In 2023, the federal government issued 8,500 permits for third-country employees (with UK nationals excepted). 

Employers must first apply to their Canton's immigration authority, explaining why they need to hire a non-EU national. If the Canton wants to grant a permit, it forwards the application to the State Secretariat for Migration, which reviews applications "according to admission criteria that apply to the whole of Switzerland". If it is accepted, the Canton can then issue a work visa. 

There is no minimum salary requirement. 

As Switzerland is outside the EU, the EU's Blue Card Scheme does not apply. 

READ ALSO: Is a job offer enough to work in Switzerland as a non-EU/EFTA citizen?



In April, Denmark brought in its Supplementary Pay Limit Scheme, which cuts the minimum salary for non-EU citizens hired to work in Denmark to 375,000 kroner (€50,269) per year. The scheme only applies so long as unemployment in Denmark is below 3.75 percent. If it rises above this, applicants need to use the older Pay Limit Scheme, where the salary limit is currently 448,000 kroner (€62,319) a year. 

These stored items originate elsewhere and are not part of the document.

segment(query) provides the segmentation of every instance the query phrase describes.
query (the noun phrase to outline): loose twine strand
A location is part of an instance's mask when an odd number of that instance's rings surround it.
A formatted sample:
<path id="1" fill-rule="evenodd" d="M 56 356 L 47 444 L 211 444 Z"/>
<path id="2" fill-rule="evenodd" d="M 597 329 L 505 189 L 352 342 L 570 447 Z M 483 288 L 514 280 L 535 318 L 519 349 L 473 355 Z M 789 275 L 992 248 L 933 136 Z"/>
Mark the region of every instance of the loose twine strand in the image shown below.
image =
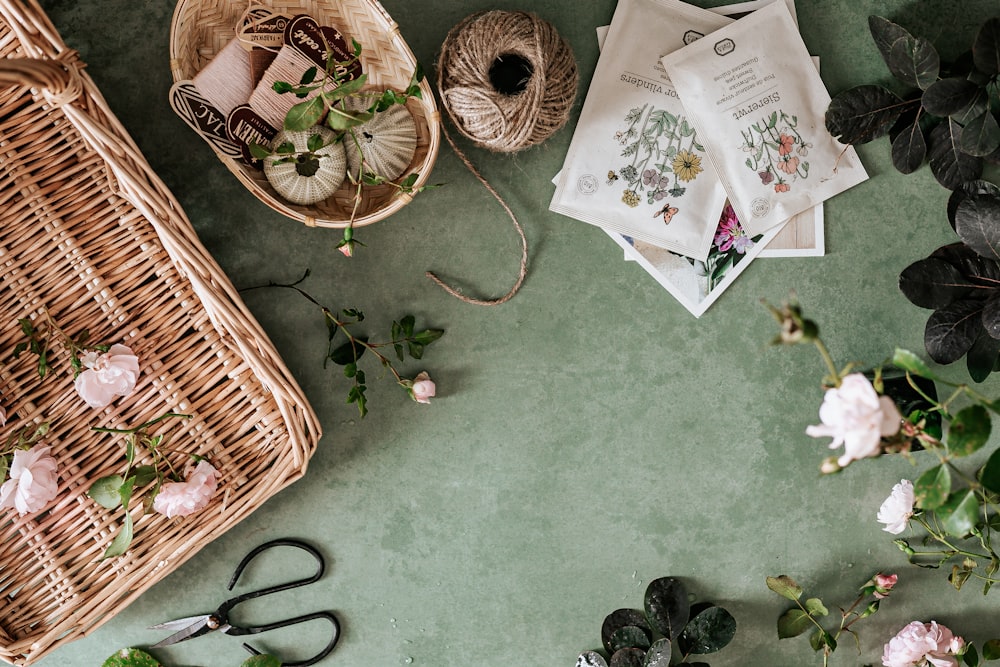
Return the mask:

People from non-EU countries can also receive work permits under the two "Positive List" schemes for workers who have a higher education or set of specific skills of which there is a shortage in the country. There is no minimum salary threshold for these schemes, but pay and conditions must meet Danish standards. 

Due to Denmark's opt-out from EU rules on Justice and Home affairs, the EU Blue Card does not apply in Denmark. 



Skilled workers from non-EU/non-EFTA countries applying for a work permit in Norway need to receive a salary which is considered "normal in Norway". 

For roles covered by union collective bargaining agreements, which includes most jobs, this is set at the wage rate for the position agreed by unions. 

For industries with no such agreement, the minimum salary threshold is 480,900 Norwegian kroner per year pre-tax (€41,490) if the position requires a Master's degree and 448,900 kroner (€38,723) if it only required a Bachelor's degree. 

As Norway is not an EU country, it is not covered by the EU Blue Card Scheme.